According to the scoring instruction, a linear transformation was used to standardise raw scores on a 0–100 scale (for QLQ-C30, EPIC and MFI). For functional scales, higher scores representing higher levels of functioning (five dimensions in the QLQ-C30, EPIC). For symptom scales, higher scores represented higher levels of symptomatology or problems (nine dimensions in the QLQ-C30, MFI).

In addition, we collected information about family, socio-professional status and comorbidities using a questionnaire for living conditions used in previous surveys [19] and [20]. This questionnaire included items on education level, marital status, employment, and use of medical services.

2.4. Medical information

For all eligible patients, initial clinical data at diagnosis (2001) were obtained from medical records collected by the registries and update in 2011 for the follow-up, which included clinical stage, histology, D'Amico risk classification, modalities of therapy, Charlson comorbidity index and follow-up.

2.5. Cancer treatment

Patients received various modalities of treatments. We categorised the modalities of treatment into three groups: RP (n = 143), RT (n = 78) and combined treatment, which included patients who had received radical prostatectomy and radiotherapy (RP+RT, n = 33). Whatever the treatment group, 49 patients received initial androgen deprivation therapy (ADT) and 34 patients had ADT at the time of the study. Patients who had received only ADT (n = 12), endoscopic resection (n = 9), ultrasonography (n = 1) and no treatment (n = 11) were excluded from treatment-modality analyses.

2.6. Statistical analysis

Among patients, comparison between participants and non-participants on age and medical variables were performed using χ2 tests and t-tests. Comparison of socio-demographic characteristics and medical use between patients and controls were performed with a paired t-test for quantitative variables and the McNemar χ2 for categorical variables.
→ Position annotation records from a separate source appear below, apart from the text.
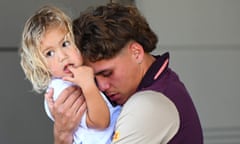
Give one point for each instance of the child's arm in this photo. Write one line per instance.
(98, 115)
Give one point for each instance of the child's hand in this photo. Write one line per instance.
(83, 76)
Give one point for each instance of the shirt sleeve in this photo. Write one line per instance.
(147, 117)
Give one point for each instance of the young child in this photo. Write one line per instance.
(49, 57)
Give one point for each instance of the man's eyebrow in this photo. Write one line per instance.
(100, 72)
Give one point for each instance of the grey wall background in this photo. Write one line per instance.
(202, 36)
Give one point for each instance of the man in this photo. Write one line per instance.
(116, 42)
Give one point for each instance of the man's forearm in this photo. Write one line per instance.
(61, 137)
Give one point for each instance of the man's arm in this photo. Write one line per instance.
(67, 112)
(147, 117)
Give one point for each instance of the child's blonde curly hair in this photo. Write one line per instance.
(32, 60)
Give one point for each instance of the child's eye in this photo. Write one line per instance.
(49, 53)
(66, 43)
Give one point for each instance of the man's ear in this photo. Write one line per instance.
(137, 51)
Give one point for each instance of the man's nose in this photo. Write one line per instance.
(102, 83)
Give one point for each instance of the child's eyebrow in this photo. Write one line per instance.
(66, 36)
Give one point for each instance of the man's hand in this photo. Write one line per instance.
(67, 112)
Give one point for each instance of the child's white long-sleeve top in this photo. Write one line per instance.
(83, 134)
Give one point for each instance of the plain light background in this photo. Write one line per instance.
(202, 36)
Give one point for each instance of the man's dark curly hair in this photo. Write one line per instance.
(102, 32)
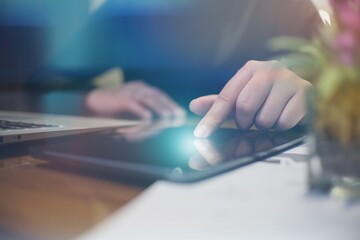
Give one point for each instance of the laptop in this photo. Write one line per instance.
(26, 126)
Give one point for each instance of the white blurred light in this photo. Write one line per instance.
(325, 17)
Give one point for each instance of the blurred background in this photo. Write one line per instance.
(49, 46)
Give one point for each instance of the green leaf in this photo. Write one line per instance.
(329, 81)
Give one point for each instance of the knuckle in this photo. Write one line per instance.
(251, 64)
(264, 122)
(226, 96)
(283, 124)
(214, 117)
(275, 64)
(244, 108)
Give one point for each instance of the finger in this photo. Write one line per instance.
(224, 103)
(138, 110)
(274, 105)
(293, 112)
(200, 106)
(251, 98)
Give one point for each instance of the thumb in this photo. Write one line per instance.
(200, 106)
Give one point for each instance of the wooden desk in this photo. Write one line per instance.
(47, 203)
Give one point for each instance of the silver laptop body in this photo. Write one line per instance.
(24, 126)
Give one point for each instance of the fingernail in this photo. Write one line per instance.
(201, 131)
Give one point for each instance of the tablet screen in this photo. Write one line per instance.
(172, 153)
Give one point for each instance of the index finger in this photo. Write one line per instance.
(224, 103)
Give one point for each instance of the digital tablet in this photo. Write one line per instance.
(169, 153)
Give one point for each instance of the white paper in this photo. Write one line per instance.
(266, 200)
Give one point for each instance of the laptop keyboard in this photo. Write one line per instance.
(14, 125)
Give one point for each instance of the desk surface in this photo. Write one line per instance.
(42, 202)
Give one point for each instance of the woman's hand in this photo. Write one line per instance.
(262, 93)
(136, 98)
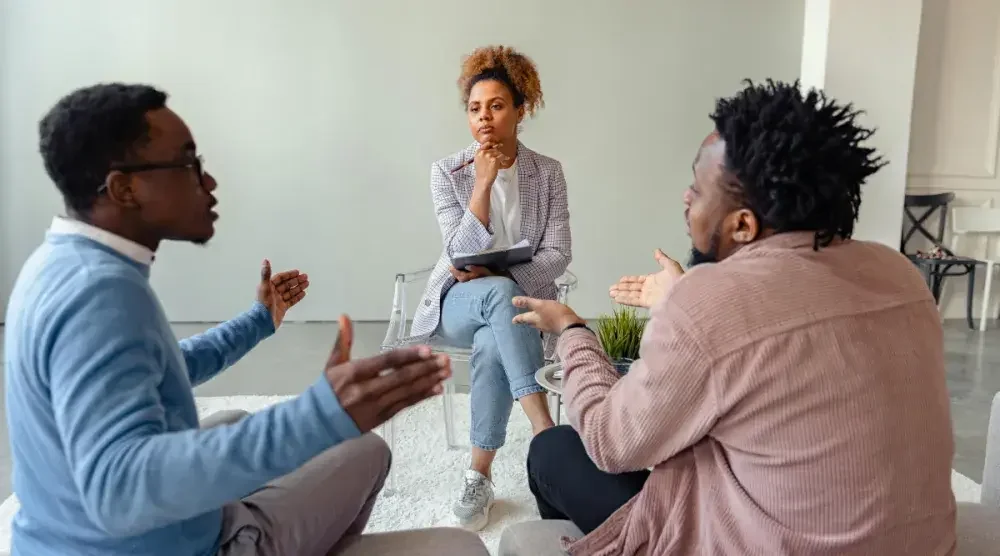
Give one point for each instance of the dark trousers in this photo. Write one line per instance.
(567, 484)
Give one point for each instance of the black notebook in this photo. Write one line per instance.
(496, 260)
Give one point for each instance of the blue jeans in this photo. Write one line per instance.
(505, 356)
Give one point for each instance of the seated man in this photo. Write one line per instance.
(790, 397)
(107, 451)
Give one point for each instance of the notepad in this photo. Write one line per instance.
(496, 260)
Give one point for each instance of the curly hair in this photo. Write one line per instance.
(90, 129)
(798, 158)
(508, 66)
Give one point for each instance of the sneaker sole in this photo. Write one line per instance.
(479, 524)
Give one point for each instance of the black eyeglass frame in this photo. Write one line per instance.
(197, 164)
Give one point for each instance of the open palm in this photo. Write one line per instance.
(280, 292)
(647, 290)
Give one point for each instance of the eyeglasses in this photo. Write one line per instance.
(197, 164)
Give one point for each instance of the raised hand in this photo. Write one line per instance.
(373, 389)
(648, 290)
(280, 292)
(545, 315)
(489, 160)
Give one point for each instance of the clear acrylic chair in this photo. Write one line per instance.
(410, 285)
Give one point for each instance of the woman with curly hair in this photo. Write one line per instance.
(495, 193)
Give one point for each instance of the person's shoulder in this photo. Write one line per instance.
(546, 164)
(77, 274)
(454, 160)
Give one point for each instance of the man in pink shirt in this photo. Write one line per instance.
(790, 397)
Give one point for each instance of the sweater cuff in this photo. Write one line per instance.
(261, 316)
(341, 426)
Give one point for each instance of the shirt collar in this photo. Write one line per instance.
(68, 226)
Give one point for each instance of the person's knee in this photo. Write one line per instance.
(502, 289)
(551, 446)
(372, 448)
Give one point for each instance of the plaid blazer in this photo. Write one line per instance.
(544, 224)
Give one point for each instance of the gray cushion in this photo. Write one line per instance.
(537, 538)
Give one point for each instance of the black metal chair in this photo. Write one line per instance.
(940, 262)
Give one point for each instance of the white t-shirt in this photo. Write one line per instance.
(505, 209)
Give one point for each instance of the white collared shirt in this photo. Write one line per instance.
(139, 253)
(505, 209)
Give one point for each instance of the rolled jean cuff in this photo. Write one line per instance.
(487, 446)
(528, 390)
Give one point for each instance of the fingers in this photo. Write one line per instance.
(372, 366)
(416, 386)
(293, 299)
(283, 277)
(410, 401)
(629, 284)
(408, 379)
(341, 352)
(290, 284)
(632, 299)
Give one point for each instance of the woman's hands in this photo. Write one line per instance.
(471, 274)
(489, 160)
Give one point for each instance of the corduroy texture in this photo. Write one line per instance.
(789, 401)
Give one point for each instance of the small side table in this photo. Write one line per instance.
(550, 378)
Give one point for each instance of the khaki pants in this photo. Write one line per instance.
(322, 508)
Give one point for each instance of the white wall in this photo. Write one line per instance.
(320, 120)
(955, 141)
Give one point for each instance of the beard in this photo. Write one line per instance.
(698, 257)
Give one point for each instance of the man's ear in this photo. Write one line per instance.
(747, 226)
(120, 191)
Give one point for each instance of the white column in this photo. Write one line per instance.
(865, 53)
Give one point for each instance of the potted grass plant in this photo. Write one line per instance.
(620, 334)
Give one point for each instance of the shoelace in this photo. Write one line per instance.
(474, 490)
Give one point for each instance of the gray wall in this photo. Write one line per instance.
(320, 120)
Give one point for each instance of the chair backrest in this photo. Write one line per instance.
(931, 203)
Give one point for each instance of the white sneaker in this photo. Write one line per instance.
(473, 506)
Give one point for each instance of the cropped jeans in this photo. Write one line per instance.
(505, 356)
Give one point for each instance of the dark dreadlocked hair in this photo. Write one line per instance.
(798, 158)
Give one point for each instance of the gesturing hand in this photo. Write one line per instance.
(545, 315)
(373, 389)
(280, 292)
(471, 274)
(646, 291)
(489, 160)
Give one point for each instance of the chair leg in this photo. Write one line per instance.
(558, 407)
(968, 297)
(389, 435)
(448, 401)
(984, 314)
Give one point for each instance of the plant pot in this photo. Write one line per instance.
(622, 365)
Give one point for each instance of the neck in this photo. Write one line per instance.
(509, 149)
(117, 225)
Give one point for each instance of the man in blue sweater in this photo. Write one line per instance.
(109, 456)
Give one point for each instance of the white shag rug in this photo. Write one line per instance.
(428, 475)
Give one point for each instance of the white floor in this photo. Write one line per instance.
(428, 475)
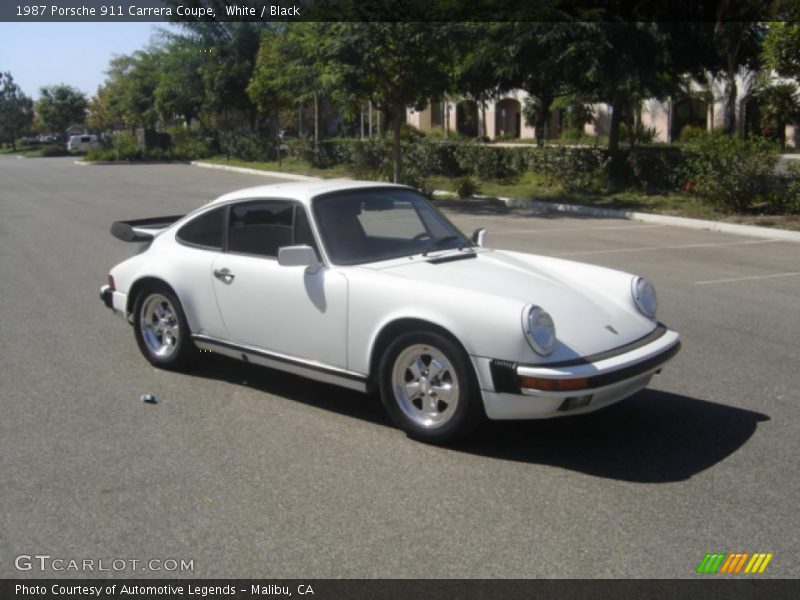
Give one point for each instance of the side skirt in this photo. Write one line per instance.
(298, 366)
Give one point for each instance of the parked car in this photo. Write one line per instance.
(82, 143)
(368, 286)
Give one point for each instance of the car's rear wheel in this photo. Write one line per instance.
(161, 330)
(429, 388)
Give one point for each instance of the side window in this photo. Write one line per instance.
(260, 227)
(205, 230)
(302, 229)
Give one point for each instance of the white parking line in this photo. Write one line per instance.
(751, 278)
(570, 229)
(676, 247)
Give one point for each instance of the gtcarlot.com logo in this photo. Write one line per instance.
(734, 563)
(45, 562)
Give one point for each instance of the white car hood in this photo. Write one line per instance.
(591, 306)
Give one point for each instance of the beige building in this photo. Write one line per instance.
(501, 117)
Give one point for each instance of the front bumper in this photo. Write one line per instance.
(116, 301)
(577, 386)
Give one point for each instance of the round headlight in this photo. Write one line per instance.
(540, 331)
(644, 295)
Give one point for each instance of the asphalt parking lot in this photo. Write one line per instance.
(253, 473)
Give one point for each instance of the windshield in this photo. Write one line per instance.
(368, 225)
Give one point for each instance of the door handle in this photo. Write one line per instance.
(224, 275)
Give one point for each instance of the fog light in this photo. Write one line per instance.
(554, 385)
(575, 403)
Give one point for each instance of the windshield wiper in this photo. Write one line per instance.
(439, 243)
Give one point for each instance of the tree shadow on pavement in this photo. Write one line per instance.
(495, 207)
(652, 437)
(293, 387)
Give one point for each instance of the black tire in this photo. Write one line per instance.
(171, 333)
(440, 406)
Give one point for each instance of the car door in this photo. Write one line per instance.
(298, 312)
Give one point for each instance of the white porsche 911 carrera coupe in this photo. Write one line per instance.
(368, 286)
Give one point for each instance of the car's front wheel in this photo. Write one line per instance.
(429, 388)
(161, 330)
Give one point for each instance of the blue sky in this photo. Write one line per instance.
(40, 54)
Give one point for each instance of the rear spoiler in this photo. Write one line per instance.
(141, 230)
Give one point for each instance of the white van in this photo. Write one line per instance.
(82, 143)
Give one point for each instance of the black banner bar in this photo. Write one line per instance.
(711, 587)
(178, 11)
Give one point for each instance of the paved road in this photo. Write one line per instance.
(249, 472)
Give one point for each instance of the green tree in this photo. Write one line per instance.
(779, 104)
(179, 86)
(621, 64)
(61, 106)
(782, 49)
(16, 111)
(540, 59)
(394, 65)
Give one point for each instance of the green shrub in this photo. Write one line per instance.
(638, 134)
(582, 170)
(431, 156)
(690, 133)
(54, 150)
(485, 162)
(466, 187)
(99, 154)
(247, 146)
(571, 134)
(370, 158)
(653, 168)
(125, 147)
(729, 171)
(787, 198)
(188, 144)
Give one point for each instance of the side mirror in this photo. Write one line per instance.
(479, 237)
(297, 256)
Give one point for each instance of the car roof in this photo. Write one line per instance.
(302, 191)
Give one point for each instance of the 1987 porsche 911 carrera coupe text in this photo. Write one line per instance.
(368, 286)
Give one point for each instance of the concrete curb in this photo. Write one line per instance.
(246, 171)
(734, 228)
(722, 227)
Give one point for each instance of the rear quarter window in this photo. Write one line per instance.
(204, 230)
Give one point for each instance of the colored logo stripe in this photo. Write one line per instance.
(711, 562)
(758, 563)
(732, 563)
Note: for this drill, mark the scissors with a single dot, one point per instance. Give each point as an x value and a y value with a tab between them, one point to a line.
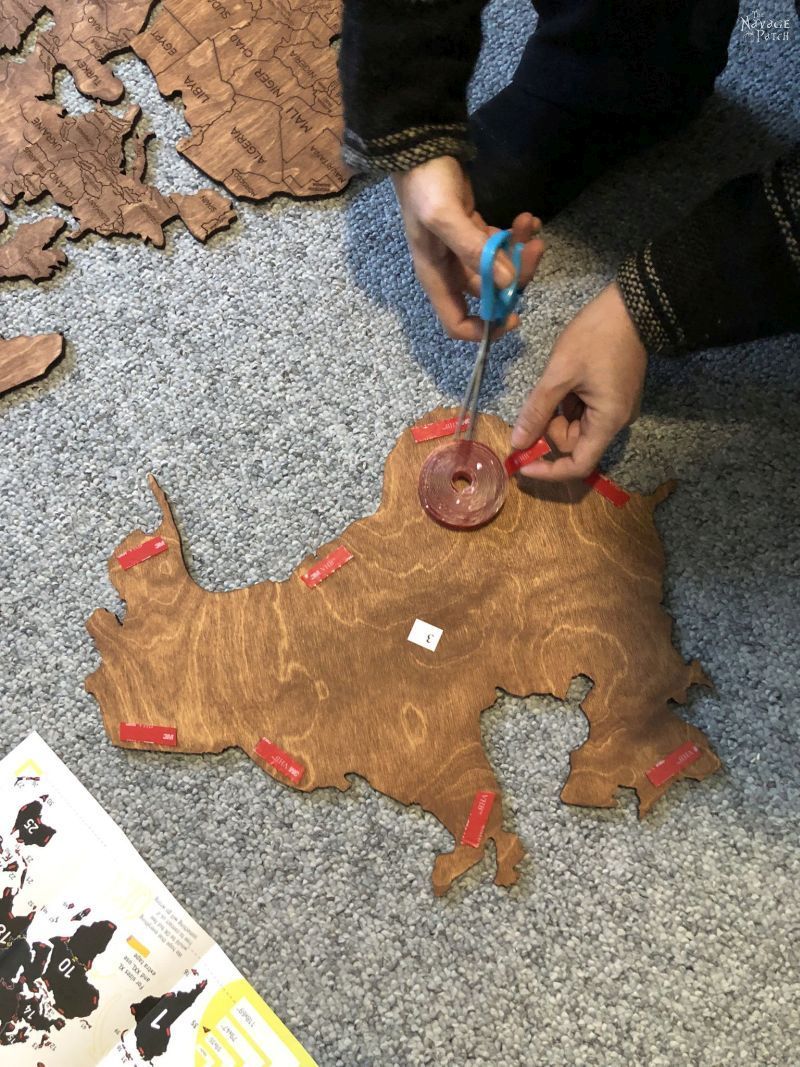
495	307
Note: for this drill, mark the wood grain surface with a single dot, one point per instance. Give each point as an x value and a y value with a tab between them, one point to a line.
24	359
561	584
83	34
260	89
28	253
81	160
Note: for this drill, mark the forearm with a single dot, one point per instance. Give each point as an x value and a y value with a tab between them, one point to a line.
728	272
404	67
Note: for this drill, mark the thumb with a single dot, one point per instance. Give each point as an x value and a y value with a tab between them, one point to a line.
536	414
466	238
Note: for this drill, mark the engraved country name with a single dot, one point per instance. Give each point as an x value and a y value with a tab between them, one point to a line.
269	82
196	90
245	143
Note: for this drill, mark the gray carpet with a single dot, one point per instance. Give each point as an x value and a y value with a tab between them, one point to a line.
264	379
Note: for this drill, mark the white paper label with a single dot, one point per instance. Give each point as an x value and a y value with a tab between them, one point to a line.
425	635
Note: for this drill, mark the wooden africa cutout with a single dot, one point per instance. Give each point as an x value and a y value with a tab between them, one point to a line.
561	584
24	359
260	90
In order to identify medical and socio-demographic variables significantly linked to QoL scores, we performed a multivariate analysis of variance (ANOVA). Age, education level, marital status, lives alone, employment status, monthly income, medical consultation during the past 12 months, chronic disease and regular medication were tested initially by bivariate analysis then multivariate ANOVA with Bonferroni correction. Then, we performed a multivariate ANOVA in order to compare QoL scores between patients and controls, adjusting for the medical and socio-demographic variables linked to scores in the previous step. Likewise, we performed a multivariate ANOVA in order to compare QoL scores between treatment modalities and the group of controls, adjusting for the medical and socio-demographic variables linked to scores. A supplementary analyse was made, only on patients, for checked current ADT effects. For this, ADT was added to adjustment variables.

Missing data for component items of QoL scores were treated according to published rules of the different questionnaires [21] and [22].

Based on the variability of scores reported in QoL studies, our study was designed to be able to detect a difference at least of ten points on a scale ranging from 0–100, when the standard deviation of the difference was equal to 40. With an alpha risk of 1% and 90% power, we calculated that 242 patients needed to be recruited.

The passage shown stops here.